Be forewarned, however: Unless you wrap a show dog's coat, indoor carpeting, not to mention backyard romps, will ruin it. Be prepared to give your Maltese twice-a-week grooming sessions. You could opt for a utilitarian "puppy cut," but this defeats the reason for owning a Maltese, sort of like feeding growth hormones to a Shetland pony.

Like white animals of many species, Maltese are prone to deafness. Otherwise, they suffer the usual health problems associated with toy dog breeds, such as heart defects, dental trouble and stifle injuries caused by jumping off household furniture. Compare furniture jumping to launching off the roof of your house 20 times a day, and you'll see how wear-and-tear adds up.

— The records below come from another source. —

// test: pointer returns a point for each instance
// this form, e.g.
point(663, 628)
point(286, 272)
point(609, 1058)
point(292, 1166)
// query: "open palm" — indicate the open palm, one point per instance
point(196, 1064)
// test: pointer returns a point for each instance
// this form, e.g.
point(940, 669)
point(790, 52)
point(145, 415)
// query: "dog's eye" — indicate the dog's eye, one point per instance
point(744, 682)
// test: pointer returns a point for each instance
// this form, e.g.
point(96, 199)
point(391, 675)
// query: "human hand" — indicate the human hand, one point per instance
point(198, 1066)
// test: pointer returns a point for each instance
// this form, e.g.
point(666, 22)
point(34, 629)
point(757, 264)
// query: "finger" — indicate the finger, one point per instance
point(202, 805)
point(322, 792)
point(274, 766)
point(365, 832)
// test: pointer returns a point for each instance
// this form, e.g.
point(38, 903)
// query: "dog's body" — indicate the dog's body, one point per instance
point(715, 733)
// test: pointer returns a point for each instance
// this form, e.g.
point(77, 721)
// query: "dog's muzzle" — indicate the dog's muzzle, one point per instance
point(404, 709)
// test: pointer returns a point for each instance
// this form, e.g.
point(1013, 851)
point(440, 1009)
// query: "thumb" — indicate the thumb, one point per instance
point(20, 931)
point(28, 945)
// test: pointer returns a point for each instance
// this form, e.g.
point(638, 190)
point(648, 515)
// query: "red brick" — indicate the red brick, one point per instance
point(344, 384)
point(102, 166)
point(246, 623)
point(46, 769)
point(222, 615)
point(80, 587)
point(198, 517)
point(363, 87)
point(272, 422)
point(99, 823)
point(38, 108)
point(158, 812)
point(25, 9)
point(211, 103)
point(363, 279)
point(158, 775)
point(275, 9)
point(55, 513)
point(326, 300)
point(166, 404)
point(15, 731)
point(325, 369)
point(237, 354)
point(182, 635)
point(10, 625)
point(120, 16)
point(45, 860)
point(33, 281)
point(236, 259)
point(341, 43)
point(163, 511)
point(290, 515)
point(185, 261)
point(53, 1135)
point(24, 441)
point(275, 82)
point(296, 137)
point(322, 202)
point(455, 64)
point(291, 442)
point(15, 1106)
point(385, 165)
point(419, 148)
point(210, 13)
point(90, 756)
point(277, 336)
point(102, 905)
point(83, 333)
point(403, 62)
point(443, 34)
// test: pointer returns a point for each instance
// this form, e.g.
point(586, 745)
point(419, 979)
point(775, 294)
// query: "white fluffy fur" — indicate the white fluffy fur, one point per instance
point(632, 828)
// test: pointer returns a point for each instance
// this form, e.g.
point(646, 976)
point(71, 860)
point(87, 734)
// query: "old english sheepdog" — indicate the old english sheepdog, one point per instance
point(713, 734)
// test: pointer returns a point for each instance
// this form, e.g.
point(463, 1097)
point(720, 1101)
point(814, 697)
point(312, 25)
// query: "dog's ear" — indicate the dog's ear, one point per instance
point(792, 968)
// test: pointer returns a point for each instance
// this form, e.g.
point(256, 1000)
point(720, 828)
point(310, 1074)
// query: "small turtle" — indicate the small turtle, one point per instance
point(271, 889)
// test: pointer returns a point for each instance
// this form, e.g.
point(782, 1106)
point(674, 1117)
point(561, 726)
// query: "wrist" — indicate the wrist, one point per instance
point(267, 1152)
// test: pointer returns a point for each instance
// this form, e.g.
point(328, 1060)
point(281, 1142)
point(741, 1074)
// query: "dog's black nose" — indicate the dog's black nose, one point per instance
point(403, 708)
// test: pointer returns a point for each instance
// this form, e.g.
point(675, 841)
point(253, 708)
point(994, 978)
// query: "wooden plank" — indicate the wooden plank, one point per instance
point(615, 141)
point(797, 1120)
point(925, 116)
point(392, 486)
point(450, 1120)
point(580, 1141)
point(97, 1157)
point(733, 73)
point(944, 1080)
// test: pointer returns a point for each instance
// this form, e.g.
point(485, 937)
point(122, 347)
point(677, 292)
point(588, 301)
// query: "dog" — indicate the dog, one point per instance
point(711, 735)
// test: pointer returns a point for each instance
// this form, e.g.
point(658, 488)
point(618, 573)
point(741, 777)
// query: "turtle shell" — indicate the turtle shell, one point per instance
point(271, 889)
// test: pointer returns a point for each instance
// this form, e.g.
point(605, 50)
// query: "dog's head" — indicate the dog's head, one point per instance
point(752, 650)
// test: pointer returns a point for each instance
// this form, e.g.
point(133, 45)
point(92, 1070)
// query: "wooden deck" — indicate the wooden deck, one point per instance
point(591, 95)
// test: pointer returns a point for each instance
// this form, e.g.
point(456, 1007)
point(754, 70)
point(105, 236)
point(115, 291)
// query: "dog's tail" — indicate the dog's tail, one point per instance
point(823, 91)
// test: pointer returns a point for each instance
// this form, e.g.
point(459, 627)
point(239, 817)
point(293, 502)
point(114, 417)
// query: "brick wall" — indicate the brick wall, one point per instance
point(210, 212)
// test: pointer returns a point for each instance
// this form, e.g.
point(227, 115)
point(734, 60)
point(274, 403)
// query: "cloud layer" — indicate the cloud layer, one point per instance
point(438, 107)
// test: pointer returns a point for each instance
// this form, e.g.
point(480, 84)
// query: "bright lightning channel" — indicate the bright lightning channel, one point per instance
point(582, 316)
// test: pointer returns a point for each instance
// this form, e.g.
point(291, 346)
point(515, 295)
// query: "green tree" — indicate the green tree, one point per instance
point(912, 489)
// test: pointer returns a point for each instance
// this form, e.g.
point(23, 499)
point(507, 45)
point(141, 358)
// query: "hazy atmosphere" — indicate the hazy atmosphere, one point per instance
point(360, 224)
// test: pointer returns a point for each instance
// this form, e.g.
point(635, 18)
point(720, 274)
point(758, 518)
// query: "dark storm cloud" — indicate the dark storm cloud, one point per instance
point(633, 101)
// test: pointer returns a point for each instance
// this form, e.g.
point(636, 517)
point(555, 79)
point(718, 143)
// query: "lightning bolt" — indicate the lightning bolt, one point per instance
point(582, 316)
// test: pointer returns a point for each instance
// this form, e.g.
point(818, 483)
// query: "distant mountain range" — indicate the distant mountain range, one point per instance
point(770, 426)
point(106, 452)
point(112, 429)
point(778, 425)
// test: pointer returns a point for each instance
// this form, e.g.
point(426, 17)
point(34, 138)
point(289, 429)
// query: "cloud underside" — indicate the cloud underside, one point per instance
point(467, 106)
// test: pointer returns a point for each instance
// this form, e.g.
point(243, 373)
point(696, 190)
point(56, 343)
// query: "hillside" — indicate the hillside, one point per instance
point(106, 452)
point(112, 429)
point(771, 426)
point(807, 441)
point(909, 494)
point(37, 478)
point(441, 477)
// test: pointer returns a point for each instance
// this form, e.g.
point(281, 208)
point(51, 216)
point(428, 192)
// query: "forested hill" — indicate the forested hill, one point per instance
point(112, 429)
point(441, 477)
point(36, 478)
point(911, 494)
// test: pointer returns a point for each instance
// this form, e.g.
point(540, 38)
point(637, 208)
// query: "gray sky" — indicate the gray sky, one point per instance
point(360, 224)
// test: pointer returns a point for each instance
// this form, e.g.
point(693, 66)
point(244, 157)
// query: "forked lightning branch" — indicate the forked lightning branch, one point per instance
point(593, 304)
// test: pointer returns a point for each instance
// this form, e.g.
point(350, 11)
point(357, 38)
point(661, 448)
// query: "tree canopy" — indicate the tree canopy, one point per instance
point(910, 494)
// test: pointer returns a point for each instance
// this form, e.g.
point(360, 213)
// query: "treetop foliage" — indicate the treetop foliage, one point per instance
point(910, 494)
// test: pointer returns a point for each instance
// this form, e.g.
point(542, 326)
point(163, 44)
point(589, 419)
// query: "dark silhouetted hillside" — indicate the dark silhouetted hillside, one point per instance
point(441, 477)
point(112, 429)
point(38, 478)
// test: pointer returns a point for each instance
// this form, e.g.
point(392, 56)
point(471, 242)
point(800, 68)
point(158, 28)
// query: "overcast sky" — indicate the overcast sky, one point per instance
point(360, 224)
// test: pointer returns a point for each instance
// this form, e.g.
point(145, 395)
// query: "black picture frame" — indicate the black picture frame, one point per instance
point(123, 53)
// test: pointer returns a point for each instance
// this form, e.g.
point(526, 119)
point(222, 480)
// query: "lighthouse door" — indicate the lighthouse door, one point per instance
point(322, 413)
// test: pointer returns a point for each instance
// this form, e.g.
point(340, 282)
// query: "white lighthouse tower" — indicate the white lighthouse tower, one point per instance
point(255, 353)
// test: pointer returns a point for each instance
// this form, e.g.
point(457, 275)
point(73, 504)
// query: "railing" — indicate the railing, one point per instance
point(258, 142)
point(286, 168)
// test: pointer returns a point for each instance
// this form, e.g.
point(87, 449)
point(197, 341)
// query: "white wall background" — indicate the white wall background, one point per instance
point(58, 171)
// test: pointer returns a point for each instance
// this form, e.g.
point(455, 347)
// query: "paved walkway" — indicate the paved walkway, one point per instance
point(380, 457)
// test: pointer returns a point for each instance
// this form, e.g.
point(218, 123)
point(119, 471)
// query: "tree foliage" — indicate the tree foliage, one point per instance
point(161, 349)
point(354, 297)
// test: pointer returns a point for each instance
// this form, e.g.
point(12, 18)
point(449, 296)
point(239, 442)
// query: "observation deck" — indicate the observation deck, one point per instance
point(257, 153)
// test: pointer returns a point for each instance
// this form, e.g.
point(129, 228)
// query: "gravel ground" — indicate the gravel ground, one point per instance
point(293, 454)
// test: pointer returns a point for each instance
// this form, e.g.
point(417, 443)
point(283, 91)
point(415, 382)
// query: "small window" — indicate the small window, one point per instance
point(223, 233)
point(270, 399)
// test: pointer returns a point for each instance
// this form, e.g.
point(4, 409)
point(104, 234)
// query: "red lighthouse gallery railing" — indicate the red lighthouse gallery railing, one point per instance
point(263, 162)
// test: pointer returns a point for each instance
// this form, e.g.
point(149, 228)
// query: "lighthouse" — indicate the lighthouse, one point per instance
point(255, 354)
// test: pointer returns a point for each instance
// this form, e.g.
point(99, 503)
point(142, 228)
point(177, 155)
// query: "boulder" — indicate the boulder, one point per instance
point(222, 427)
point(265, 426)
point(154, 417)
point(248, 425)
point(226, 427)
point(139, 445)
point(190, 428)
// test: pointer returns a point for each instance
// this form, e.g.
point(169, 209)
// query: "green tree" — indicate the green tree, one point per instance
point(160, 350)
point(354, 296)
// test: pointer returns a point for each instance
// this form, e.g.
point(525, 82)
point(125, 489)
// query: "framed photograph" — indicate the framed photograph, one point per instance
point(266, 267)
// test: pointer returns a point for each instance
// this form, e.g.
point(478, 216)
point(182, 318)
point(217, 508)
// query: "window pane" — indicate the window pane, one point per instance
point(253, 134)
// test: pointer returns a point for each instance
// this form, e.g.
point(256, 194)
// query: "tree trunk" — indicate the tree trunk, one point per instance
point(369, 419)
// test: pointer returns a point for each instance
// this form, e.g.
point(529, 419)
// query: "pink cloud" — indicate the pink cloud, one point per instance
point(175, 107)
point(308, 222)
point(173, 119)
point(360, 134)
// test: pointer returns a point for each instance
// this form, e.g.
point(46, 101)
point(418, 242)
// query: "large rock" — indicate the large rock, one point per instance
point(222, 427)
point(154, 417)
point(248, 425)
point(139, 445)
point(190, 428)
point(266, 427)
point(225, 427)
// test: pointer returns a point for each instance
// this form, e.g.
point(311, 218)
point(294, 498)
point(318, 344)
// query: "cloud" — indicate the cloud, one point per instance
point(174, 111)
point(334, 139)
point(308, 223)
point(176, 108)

Maltese are the perfect choice for adults, elderly apartment dwellers or families with older children. This dog breed does well in urban environments and has no qualms about living indoors. The good news is the Maltese doesn't shed much - perfect for those with dark-colored carpets or aversions to plastic slipcovers.

Once a status symbol, always a status symbol. But for all their snob appeal, Maltese are remarkably unpretentious little dogs and make loyal pets.